The first piece by Ono that visitors see on the Sixth Floor at MOMA is a Granny Smith apple on a Plexiglas pedestal, a hybrid of Duchamp and Magritte. An absurdist brass plaque that reads “Apple” assures us of its existence. The fruit stays in place until it rots, at which point it may or may not be replaced, according to its instructions. (Whim is to Ono what chance was to John Cage, whose scores clearly inspired her.) This vanitas in real time is as good a keystone as any for Ono’s oeuvre, which has darker tones that its reputation as a delivery system for feel-good bromides allows. Arguably the most significant work of her career is “Cut Piece,” which she performed in New York in 1965, at Carnegie Recital Hall, where it was captured on film by the ace documentarians Albert and David Maysles. Wearing a suit, Ono knelt down, placed a pair of shears on the stage, and allowed the audience to cut off her clothing. “Cut Piece” predates Chris Burden’s “Shoot” by six years, and is yin to its yang.

A few days before the show opened, I met briefly with Ono in her spacious kitchen at the Dakota, having first removed my shoes at her apartment’s front door, near a portrait of the artist as Mona Lisa by Lennon. (I also spied a fantastic Basquiat.) Whether the removal of shoes is a holdover from Ono’s Japanese childhood or a method of keeping her white carpet white, I couldn’t say; our conversation was restricted to a list of questions about the show submitted before my arrival. In her signature dark-tinted glasses and a black openwork shirt that split the difference between frilly and fugly, she looked like the world’s hippest grandmother. Her conversation—which was recorded not only by me but by an assistant, who also took notes during our interview—was endearingly peppered with sixties lingo. She met Biesenbach when he was “working in Europe, in a very heavy way,” she said of his early commitment to avant-garde performance.
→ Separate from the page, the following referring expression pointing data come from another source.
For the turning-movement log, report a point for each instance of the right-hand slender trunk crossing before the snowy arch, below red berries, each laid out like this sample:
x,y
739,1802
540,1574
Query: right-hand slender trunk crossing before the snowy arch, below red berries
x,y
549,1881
At times her answers were gnomically blunt. Asked if she thought she had influenced Marina Abramović, who has also put herself in harm’s way with her audience, Ono said, “Who knows what an artist is thinking?” But she was expansive on the subject of “Cut Piece,” if impatient with the notion that it was her most significant work. “You know, I didn’t think it was the most important piece at all when I did it,” she told me. “But I thought it’s a good piece because there’s some messages there—they were hidden messages, of course, in those days. I understood that was the kind of thing women were being asked to do—to just accommodate. But at the same time there’s a certain dignity and courage in allowing yourself to be in that position. And that’s how all women survived then.” When I mentioned how eerily serene she appears throughout the performance she said, “I was immediately meditating. I was on a different plane kind of thing. I didn’t particularly feel that it was so dangerous. But recently I reversed the role”—cutting the clothes of a model during a shoot for W—“and I was amazed at how difficult and dangerous and scary it felt to handle those scissors.”
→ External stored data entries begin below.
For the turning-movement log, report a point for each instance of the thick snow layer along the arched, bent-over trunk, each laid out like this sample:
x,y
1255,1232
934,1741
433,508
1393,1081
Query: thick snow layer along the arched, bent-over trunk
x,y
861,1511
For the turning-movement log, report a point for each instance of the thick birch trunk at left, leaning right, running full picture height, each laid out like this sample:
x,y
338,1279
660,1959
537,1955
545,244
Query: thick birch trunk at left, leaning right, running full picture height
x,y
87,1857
Her assistant said that it was time to wrap up. I asked Ono which other artists’ work interests her. She said, “I think about all artists. I’m not saying it to be tactful. People think being an artist must be the easiest thing in the world. But it’s not. So I admire their courage. And I’m always hoping that all of them are going to very successful. Because one day there will be so many artists that together we’re just going to float.”